Humble pie

Deep dish strawberry-rhubarb pie.

Pie makes you feel comforted, warm, and loved—especially if someone else makes it for you. As with most things, the homemade variety trumps store-bought every time. It’s as if you can taste the love and care. For those who make pie, there’s one more element sought by our discerning palate: perfection.

Pie success is built on the quality of the crust. The crust supports and frames the pie, encasing the centre goodness in a golden sweet pastry shell. If the pastry is too hard, each bite has the eater wiggling the fork back and forth to break through the tough bottom layer, and eating the outside edge requires picking it up and biting lest the fork fling the crust off the plate as tines fail to grab hold. If the crust is too soft, the pie becomes soggy and unable to hold it’s shape, ashamedly spilling forth its guts. It still tastes good (let’s be clear about that), but it may as well have been a fruit crumble.

I’ve been experimenting with gluten-free crusts for pumpkin pies, trying both press-crumb and pastry recipes with success, but haven’t yet attempted a non-wheat pie with a top crust. The issue is the flexibility and flakiness of the pastry to hold together and yet break easily when pierced through. The gluten found in wheat is a key component for achieving this exalted pastry state.

Rolling out the spelt, oat and sorghum flour crust.
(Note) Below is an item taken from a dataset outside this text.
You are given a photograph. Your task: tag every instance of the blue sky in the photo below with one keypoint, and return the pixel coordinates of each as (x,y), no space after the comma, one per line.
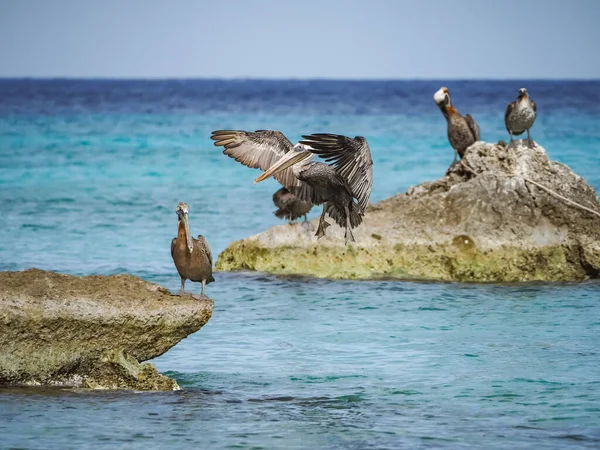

The price of organic berries being what it is, combined with the seasonality of the fruit makes risk-taking in the pie department an unsavoury prospect. So for the strawberry-rhubarb pie I made last weekend, I compromised with a spelt, oat, and sorghum pastry crust. Spelt is an old species of wheat that contains gluten, though some claim it is easier to digest than wheat gluten. It’s also described as having a nuttier flavour, and is possibly more nutritious. I was delighted with the result. The pastry performed to spec and tasted better than any regular wheat crust I’ve ever made.

Despite the importance of the crust, it is the filling that defines the pie. Berries, stone fruits and apples, all manner of flavoured creams, pumpkins and sweet potatoes, meringues and mincemeat (does anyone actually eat mincemeat?), there are countless types of pie. A pie for everyone, you might say.

Strawberries and rhubarb filling, a classic summer combination.

My weekend pie featured a classic summer combination of two much-loved foods ripe at the same time, strawberries and rhubarb. The rhubarb I picked from my container garden, the small narrow stalks supplemented with this year’s frozen and much sturdier rhubarb from my mother-in-law’s suburban yard. Things got a bit tricky with the choice between local, pesticide-ridden berries or organic ones from California, and this time organic won the contest.

Having chosen the ingredients and crafted the pie, all that remains is to serve and eat it. For the non-makers of pie, this moment is filled with anticipation. For the devoted pie makers, this is a time of testing. When you serve pie, slicing through the flaky crust to reveal the heart within is not unlike ritual sacrifice. It can be messy. You cut the pie, then watch anxiously as that first piece is removed.

Does the filling hold?

The moment before perfection was lost and wisdom was found.

Mine did…at first. Then dark candy-pink strawberry-rhubarb syrup oozed out to cover the bottom of the pie plate. Covered it completely. Then, despite the faultless crust, the strawberries began a slow, stately slide from the wounded sides of the slice. Perfection was out of reach.

But the pie was sublime.

Perhaps failing in the pursuit of perfect pie has made me ridiculously philosophical, but it seems that pie has some life lessons to share. Not the least of which may be to strive for perfection as you define it, but know that messy tastes just as good.